FSHD is a rare, progressive disease characterized by skeletal muscle loss. The disease is caused by the abnormal expression of the DUX4 gene in skeletal muscle, resulting in the presence of DUX4 proteins that are toxic to muscle tissue. Losmapimod is a selective p38α/β mitogen activated protein kinase (MAPK) inhibitor that works by reducing the expression of the DUX4 gene in muscle cells. 

The Company is evaluating the efficacy and safety of losmapimod in patients with FSHD in the randomized, double-blind, placebo-controlled phase 2b ReDUX4 trial (ClinicalTrials.gov: NCT04003974). Findings from a pre-specified sensitivity analysis showed that treatment with losmapimod led to a 38-fold reduction in DUX4-driven gene expression in patients with the highest pre-treatment DUX4-driven gene expression in their muscle biopsy sample, compared with a 5.4-fold reduction for placebo. Full trial data is expected to be presented at the virtual FSHD International Research Congress on June 24-25, 2021. 

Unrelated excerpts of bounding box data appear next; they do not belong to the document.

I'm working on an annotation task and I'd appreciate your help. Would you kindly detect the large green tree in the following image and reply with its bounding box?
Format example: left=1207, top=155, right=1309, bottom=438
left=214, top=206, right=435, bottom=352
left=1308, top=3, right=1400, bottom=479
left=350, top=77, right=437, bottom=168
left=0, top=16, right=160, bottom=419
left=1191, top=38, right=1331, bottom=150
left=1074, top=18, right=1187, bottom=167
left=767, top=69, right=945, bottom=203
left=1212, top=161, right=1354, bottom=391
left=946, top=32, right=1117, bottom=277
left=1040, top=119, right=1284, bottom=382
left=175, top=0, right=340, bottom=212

“There are no approved therapies to treat patients with FSHD, and losmapimod is currently the only drug in clinical development for this serious and debilitating disease,” said Judith Dunn, PhD, Fulcrum’s president of research and development. “We are pleased that the FDA has granted Fast Track designation, which we believe demonstrates the potential for losmapimod to address unmet medical needs for people living with FSHD.”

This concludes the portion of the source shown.